It’s not easy doing the right thing. But when ASTRO released its contribution to the Choosing Wisely campaign, I was proud that my professional organization declared itself in favor of integrity and science.
It would have been easy to come up with platitudes. Instead, the leadership of the American Society for Radiation Oncology came up with evidence-based, substantive recommendations that will change how many radiation oncologists practice. Those changes are likely to help decrease the costs of cancer care without compromising quality. Here are the five areas that ASTRO shines the light upon:
1. Breast cancer radiation, historically 5-6.5 weeks, may be able to be shortened to 4 weeks or less in women 50 years or older.
The most common daily treatment courses have been giving whole breast radiation followed by a focused boost. The concern was for more problems with cosmetic appearance after treatment if the daily dose was too high. Now randomized trials support shortening treatment in appropriate patients with no concerns about cosmetic outcome. There are some caveats about tumor grade, how the radiation is delivered, use of chemotherapy but I have increasingly used the ‘Canadian fractionation’ schedule of 16 fractions for the breast sometimes with a boost afterward since 2010.
2. Don’t treat men with low risk prostate cancer without discussing active surveillance.
Many men with prostate cancer will never develop symptoms from it or have any serious health risk after diagnosis. There has been a tendency among urologists and radiation oncologists to suffer from “hammer-nail” syndrome and focus on offering treatment when it may not be needed in very low risk patients. Supporting active surveillance is the right thing to do for many men based upon other competing health issues, which may be more important. Informed, shared decision-making is critical and often it’s helpful to include primary care physicians in that conversation. I’ve worked out a good relationship with urologists at my hospital to see many low-risk patients at diagnosis to give them all their options before going on active surveillance. In my opinion it’s better to give good advice than rush to treatment and have patients regret it later.
3. Don’t use routinely prolonged courses of treatment for bone metastases.
I’m not a health policy expert but apparently some doctors use very long courses of treatment for cancer that’s spread to the bone. The main situation where I find longer courses are worth considering is women with limited ER+ bone metastases, usually spine, often showing up years after initial diagnosis. I’ve been trending down from ten treatments to anywhere from 1-5 depending upon what else is going on. Palliative care is very challenging but the evidence definitely supports a ‘less is more’ approach.
4. Don’t recommend proton therapy for prostate cancer off of a clinical trial or registry.
The beauty of high technology is not an end unto itself. Proton therapy does have great potential but is very expensive with no better outcomes for prostate cancer, the main financial driver for developing very expensive treatment centers. I see no reason why proton therapy shouldn’t be able to reimburse equally with photon therapy, but it doesn’t deserve a premium.
5. Don’t routinely use intensity modulated radiation therapy (IMRT) for breast cancer.

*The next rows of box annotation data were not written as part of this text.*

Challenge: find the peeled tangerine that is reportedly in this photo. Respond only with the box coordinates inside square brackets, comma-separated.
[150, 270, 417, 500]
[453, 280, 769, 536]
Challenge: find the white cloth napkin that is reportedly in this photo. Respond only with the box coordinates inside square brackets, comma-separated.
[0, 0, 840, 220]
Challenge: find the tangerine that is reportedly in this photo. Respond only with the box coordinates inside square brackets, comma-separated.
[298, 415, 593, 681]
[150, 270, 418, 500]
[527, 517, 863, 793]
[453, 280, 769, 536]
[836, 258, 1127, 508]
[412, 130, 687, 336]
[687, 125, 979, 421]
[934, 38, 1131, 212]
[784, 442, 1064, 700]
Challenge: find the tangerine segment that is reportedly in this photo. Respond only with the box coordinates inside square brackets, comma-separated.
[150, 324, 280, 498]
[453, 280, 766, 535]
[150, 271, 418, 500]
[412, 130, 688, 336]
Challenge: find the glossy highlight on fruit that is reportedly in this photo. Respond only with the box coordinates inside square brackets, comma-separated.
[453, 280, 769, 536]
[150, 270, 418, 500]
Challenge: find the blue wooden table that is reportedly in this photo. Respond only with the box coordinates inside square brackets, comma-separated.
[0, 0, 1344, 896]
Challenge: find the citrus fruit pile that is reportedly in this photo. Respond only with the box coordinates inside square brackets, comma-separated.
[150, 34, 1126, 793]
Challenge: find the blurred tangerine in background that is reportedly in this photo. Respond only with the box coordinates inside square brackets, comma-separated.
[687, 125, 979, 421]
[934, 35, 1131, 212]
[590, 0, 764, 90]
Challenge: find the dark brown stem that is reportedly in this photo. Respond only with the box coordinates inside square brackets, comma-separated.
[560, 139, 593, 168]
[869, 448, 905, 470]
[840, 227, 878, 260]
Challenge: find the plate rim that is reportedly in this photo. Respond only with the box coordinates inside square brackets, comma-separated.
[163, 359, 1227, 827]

Even with less treatments (point 1), breast cancer care can be very expensive if one considers some technical tweaks, called field in field, to be an more complex process called IMRT. Supposedly the skin reaction is less, but when I’ve tried it I can’t say that it necessarily made much difference. There are rare complex cases that IMRT works well for, but that’s the exception to the rule.
All of these changes in practice will have a negative effect on income but a more important positive effect: as a professional radiation oncology takes evidence seriously and does what’s right for patients. This integrity will serve us much better by reassuring patients, colleagues, insurers, and the government that we are trustworthy.
My hope is that ASTRO’s commitment to quality care is recognized and appreciated widely. But just in case it isn’t, I can still speak for myself.